USS West Zula (ID-3501) was a United States Navy cargo ship in commission from 1918 to 1919.

== Construction, acquisition, and commissioning ==
West Zula was built as the commercial cargo ship SS West Zula by the Los Angeles Shipbuilding and Drydock Company at San Pedro, Los Angeles, for the United States Shipping Board. Launched on 4 July 1918, she was completed in September 1918, and the U.S. Navy acquired her from the Shipping Board on 26 September 1918. Assigned the naval registry identification number 3501, she was commissioned that day as USS West Zula (ID-3501) at San Pedro, California.

== Operational history ==
Assigned to the Naval Overseas Transportation Service, West Zula conducted sea trials and then departed for Chile.
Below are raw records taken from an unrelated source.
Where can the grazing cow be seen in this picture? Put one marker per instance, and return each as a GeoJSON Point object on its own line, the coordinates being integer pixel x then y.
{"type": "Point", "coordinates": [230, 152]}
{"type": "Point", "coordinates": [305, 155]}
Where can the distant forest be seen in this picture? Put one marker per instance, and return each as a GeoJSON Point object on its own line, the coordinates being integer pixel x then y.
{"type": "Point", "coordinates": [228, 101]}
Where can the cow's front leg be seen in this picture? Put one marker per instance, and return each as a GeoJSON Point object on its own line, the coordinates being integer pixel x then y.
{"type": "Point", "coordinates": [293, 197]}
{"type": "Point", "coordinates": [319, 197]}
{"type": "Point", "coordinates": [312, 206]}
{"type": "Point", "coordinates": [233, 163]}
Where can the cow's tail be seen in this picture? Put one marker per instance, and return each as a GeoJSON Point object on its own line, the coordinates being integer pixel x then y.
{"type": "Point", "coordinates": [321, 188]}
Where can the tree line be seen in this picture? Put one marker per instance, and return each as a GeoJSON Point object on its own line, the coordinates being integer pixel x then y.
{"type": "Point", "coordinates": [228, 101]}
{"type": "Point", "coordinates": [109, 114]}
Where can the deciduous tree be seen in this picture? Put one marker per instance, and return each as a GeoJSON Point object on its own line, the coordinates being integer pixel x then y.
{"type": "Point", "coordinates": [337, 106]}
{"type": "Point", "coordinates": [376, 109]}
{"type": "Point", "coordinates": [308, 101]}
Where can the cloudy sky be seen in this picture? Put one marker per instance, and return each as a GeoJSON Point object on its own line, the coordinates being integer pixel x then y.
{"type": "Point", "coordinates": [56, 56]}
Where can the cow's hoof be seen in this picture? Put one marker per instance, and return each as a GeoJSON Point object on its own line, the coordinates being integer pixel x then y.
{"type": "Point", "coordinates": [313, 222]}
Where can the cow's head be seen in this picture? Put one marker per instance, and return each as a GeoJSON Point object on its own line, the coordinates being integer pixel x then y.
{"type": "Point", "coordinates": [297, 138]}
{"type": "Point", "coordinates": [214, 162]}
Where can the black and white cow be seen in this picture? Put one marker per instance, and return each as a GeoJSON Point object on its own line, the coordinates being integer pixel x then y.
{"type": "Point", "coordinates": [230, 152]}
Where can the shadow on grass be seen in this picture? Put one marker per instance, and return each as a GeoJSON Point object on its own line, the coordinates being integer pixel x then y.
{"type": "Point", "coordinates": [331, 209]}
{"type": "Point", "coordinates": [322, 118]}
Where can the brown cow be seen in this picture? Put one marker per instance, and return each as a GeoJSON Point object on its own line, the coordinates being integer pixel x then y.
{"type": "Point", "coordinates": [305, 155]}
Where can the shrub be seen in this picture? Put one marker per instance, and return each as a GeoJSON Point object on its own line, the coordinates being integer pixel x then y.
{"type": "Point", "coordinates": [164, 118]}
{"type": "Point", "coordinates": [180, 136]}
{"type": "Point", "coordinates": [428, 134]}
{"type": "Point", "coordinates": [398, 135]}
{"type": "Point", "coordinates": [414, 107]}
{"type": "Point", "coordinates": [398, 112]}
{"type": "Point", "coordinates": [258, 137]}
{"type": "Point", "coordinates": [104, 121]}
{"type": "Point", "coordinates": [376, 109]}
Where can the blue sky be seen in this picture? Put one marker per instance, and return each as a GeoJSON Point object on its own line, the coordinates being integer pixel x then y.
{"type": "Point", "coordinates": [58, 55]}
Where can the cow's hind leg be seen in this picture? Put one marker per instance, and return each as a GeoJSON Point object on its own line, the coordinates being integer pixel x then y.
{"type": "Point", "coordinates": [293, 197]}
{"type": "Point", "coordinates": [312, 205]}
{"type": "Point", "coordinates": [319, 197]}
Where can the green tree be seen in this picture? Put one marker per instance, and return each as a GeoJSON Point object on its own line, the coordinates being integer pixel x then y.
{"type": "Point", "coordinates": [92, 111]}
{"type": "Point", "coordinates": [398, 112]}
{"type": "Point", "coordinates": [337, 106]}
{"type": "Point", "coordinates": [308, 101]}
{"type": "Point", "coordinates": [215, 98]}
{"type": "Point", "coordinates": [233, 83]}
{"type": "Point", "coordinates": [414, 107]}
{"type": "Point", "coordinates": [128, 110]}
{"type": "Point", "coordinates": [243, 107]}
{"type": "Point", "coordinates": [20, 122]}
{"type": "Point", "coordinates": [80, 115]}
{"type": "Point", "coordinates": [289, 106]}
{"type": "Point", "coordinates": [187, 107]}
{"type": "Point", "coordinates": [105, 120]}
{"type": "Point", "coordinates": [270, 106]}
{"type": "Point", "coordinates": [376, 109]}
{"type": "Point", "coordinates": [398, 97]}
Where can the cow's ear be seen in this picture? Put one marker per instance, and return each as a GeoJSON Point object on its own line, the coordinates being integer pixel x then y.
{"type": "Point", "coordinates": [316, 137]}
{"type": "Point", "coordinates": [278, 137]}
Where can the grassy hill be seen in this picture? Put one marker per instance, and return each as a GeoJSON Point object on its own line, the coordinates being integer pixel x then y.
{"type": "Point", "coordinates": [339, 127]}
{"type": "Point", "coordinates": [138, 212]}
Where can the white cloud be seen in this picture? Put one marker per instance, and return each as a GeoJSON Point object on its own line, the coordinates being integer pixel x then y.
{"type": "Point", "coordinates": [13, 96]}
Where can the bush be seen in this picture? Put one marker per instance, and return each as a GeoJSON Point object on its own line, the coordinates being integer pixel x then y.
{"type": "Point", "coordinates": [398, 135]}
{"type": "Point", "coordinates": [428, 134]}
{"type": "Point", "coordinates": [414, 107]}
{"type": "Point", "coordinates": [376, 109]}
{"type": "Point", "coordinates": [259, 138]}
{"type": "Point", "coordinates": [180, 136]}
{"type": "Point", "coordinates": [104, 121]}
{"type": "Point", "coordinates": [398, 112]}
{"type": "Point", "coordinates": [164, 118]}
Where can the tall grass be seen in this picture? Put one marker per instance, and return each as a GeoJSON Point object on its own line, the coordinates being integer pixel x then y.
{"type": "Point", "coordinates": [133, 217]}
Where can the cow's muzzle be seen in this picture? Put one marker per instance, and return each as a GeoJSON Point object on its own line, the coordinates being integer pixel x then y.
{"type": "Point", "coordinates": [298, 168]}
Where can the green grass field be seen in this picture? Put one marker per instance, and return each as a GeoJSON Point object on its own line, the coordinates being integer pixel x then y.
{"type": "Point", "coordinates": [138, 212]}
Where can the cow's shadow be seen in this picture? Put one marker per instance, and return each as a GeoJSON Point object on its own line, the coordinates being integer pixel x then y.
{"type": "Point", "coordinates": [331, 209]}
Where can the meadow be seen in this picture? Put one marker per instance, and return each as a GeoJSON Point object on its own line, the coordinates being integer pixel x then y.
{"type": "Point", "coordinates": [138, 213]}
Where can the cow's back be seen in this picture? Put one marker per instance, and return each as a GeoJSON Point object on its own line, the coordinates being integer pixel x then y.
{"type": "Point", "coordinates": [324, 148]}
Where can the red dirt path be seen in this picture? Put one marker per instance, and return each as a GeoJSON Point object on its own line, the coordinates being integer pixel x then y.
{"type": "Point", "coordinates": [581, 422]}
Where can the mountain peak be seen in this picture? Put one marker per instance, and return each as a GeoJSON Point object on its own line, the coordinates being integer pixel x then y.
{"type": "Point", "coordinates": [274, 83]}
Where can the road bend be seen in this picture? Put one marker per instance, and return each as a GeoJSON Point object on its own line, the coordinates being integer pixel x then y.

She loaded a cargo of guano at Arica, Chile, got underway on 22 November 1918, and proceeded via the Panama Canal toward New York City. After passing through the canal, however, she was re-routed to Jacksonville, Florida, where she unloaded her cargo of nitrates before steaming on to Philadelphia, Pennsylvania, for repairs which lasted until the end of January 1919.

Shifting to New York City on 31 January 1919, West Zula underwent further repairs there before she was decommissioned on 24 February 1919. She was returned to the Shipping Board that day and simultaneously stricken from the Navy List.

Once again SS West Zula, she was berthed in the Shipping Board's reserve fleet at Norfolk, Virginia. While she was laid up there, she deteriorated until she was abandoned in 1933.